Pourtant, se connecter avec passion en 2023 est moins simple qu’on pourrait le croire. Compte tenu de l’avalanche de contenus, de chaînes et d’algorithmes sophistiqués qui consomment notre temps, la capacité de découvrir et d’entretenir cette passion est devenue plus complexe. Grâce à de fréquentes interactions avec des adolescents au cours des dernières années, je me suis rendu compte qu'identifier ses centres d'intérêt, ses sources de joie ou ses forces personnelles est loin d'être anodin. La forêt de contenus et ses possibilités inhérentes s’agrandissent, rendant l’acte de choix plus difficile. La pratique continue de l'exposition et de la sélection est une compétence qui doit être constamment perfectionnée pour aider la génération à s'aligner sur son objectif, à persévérer dans la formation et à lui permettre de mener à bien ses initiatives et ses projets.
Combiner impulsion et attraction
Comme toujours, la transition d’un état actuel à un nouvel état est complexe et progressive. Il ne s’agit pas de passer du contenu existant à la création de nouveaux contenus du jour au lendemain. Ou du passage d’options suggérées par des algorithmes (par exemple sur Netflix, Spotify, Tinder ou des tests standardisés) à un choix autonome. Ou de regarder vers l’extérieur plutôt que vers l’intérieur. La réalité dans laquelle nous élevons nos enfants nécessite de considérer d’où ils viennent et de comprendre où ils vont. Connectez les mécanismes existants à la création de tendances et construisez de nouveaux systèmes. Travailler avec ce que nous avons et inventer ce qui manque.
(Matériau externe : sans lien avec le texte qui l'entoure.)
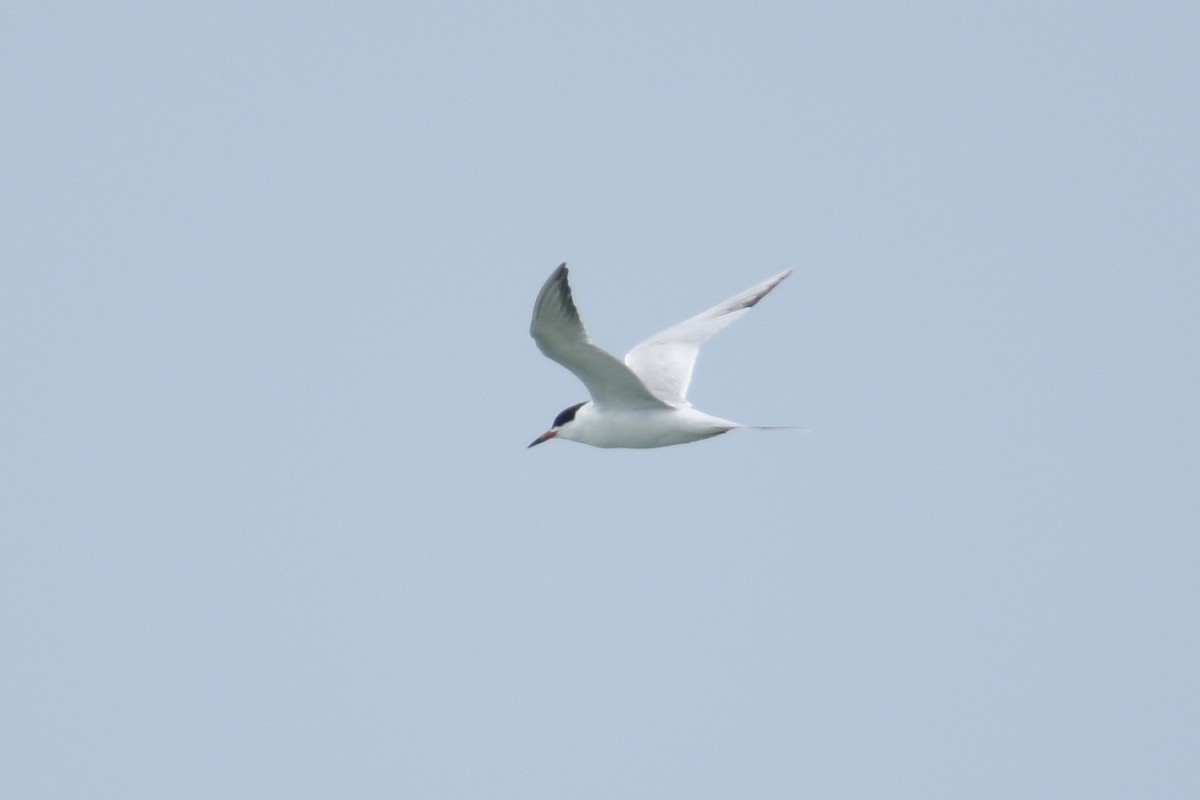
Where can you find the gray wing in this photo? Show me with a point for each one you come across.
(559, 334)
(665, 360)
Pour développer ces nouvelles compétences, nous devons nous appuyer sur les habitudes actuelles des jeunes, dans les écoles, l’éducation informelle, à la maison, dans les mondes du jeu et dans les réseaux sociaux. Utilisez-les comme base sur laquelle nous pouvons construire de nouveaux cadres, habitudes de travail, voies de recherche, passions, conscience de soi et conscience du monde. L'année scolaire à venir, remplie d'instabilité dans presque tous les aspects de la vie, associée à des avancées technologiques repoussant les limites, offre l'occasion de repenser les objectifs d'apprentissage . Créer des collaborations entre différents acteurs du monde de la jeunesse, en intégrant des organisations gouvernementales avec des entités commerciales disposées à contribuer. Il s’agit d’une opportunité en or pour un changement systémique global qui permettra à la génération Z et à la génération Alpha d’atteindre leur potentiel dans une nouvelle réalité.
*Yael Shafrir est co-fondatrice de ReShuffle, une plateforme pratique d'apprentissage de l'anglais et de développement des compétences de vie.